Even with designated times to trick-or-treat, many kids will still be out while it is dark – making it harder for drivers to see them. This lack of visibility makes it important for drivers to slow down and watch out for trick-or-treaters, especially around crosswalks. Pedestrian safety is not just the responsibility of the driver, however, parents can do their part to help kids stay out of the emergency room on Halloween by emphasizing safe pedestrian behaviors before they head out.
“The simple act of slowing down on neighborhood roads will not only make the tricks and treats of Halloween more enjoyable for everyone, but also it could save lives,” said David Smith, MD, trauma medical director for Lutheran Hospital’s Level II Pediatric Trauma Center. “Children younger than age 12 should not be alone crossing streets at night without an adult. If older kids are mature enough to go trick-or-treating without adult supervision, parents should make sure they go in a group and stick to a predetermined route with good lighting.”
Halloween is an exciting holiday for children, but they can be vulnerable to injury on this night. To ensure trick-or-treaters stay safe, Dr. Smith recommends that children:
- Cross the street safely at corners, using traffic signals and crosswalks. Look left, right and left again when crossing and keep looking as you cross. Walk, don’t run, across the street.
- Walk on sidewalks or paths. If there are no sidewalks, walk facing traffic as far to the left as possible. Children should walk on direct routes with the fewest street crossings.
- Slow down and stay alert – watch out for cars that are turning or backing up and never dart out into the street or cross in between parked cars.
- Costumes can be both creative and safe. Decorate costumes and bags with reflective tape or stickers and, if possible, choose light colors. Masks can obstruct a child’s vision, so choose non-toxic face paint and make-up whenever possible instead. Have kids carry glow sticks or flashlights in order to see better, as well as be seen by drivers.
- Slow down in residential neighborhoods and school zones. Remember that popular trick-or-treating hours are during the typical rush-hour period of 5:30 to 9:30 p.m.
- Be especially alert and take extra time to look for kids at intersections, on medians and on curbs.
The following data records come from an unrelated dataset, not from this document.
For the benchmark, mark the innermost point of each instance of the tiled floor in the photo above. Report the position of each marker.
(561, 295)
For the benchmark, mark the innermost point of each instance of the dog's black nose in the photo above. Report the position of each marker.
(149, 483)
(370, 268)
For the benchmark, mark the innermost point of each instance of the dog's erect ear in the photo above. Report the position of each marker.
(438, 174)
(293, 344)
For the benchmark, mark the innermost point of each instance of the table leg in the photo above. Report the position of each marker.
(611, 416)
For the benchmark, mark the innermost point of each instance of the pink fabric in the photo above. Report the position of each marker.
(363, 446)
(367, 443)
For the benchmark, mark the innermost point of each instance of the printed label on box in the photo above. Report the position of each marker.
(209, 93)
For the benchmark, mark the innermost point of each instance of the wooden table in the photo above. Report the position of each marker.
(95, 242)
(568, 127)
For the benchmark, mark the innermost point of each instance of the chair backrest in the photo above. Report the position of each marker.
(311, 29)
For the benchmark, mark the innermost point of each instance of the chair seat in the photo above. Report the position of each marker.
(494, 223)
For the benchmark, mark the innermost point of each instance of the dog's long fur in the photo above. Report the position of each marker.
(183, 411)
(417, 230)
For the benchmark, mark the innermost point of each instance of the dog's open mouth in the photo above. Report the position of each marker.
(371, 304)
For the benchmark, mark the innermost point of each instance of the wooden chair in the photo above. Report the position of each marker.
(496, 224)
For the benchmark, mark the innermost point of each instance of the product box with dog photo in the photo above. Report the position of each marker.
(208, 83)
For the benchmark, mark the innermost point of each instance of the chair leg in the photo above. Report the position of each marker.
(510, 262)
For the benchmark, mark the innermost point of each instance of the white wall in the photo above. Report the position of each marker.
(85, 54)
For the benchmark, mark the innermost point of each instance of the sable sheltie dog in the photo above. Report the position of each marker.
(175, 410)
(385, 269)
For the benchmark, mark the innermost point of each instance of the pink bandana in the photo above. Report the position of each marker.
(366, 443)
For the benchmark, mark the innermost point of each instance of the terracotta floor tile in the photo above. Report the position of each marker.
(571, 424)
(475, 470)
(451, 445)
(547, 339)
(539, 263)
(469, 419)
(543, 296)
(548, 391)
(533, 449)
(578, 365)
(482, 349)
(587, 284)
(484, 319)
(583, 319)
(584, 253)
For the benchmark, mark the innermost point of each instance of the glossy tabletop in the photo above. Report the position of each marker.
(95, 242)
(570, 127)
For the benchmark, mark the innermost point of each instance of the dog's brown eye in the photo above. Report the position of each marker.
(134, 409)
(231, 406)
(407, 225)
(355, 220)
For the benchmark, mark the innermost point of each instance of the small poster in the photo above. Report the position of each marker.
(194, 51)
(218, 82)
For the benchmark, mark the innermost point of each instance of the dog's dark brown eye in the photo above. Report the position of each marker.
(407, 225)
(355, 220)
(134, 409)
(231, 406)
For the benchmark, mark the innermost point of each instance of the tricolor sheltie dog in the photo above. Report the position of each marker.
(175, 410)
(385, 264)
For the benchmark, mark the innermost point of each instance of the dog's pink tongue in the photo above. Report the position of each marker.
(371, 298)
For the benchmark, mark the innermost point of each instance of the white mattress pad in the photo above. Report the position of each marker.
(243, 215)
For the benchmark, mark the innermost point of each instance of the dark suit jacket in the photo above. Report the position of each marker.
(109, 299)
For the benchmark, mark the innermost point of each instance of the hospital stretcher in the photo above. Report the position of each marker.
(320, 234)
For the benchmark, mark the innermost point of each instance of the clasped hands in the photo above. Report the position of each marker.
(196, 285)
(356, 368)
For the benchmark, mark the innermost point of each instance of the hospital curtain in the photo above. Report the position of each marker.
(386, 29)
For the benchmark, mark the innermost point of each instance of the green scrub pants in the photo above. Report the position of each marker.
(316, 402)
Children are excited on Halloween and may move in unpredictable ways.
- Slowly and carefully enter and exit driveways and alleys.
- Reduce any distractions inside your car, such as talking on the phone or eating, so you can concentrate on the road and your surroundings.
While pedestrian safety is a main concern on Halloween, parents and kids should also be careful when dealing with candy. “While kids never want to wait to dive into their candy, it is best to check sweets for signs of tampering before children are allowed to eat them,” said Carmen DeBruce, coalition member, Allen County Safe Kids. “Remind children to only eat treats in original and unopened wrappers.”
In preparation for Halloween, Allen County Safe Kids teamed up with volunteers from Walk This Way program sponsor FedEx on Oct. 15 to provide kids at St. Charles Borromeo School with reflective materials to promote visibility, including trick-or-treat bags and zipper tags that can be attached to costumes.
For more tips on how to help kids become safer pedestrians on Halloween, as well as throughout the year, visit the Safe Kids website.
Allen County Safe Kids is a coalition of local organizations dedicated to preventing accidental childhood injury, the leading killer of children 14 and under. The lead organization for Allen County Safe Kids is Lutheran Children’s Hospital, which distributed 3,500 Kids dart. Drive smart. signs during this year’s campaign. Allen County Safe Kids is a member of Safe Kids Worldwide, a global network of organizations dedicated to preventing accidental injury. Allen County Safe Kids was founded in 1999.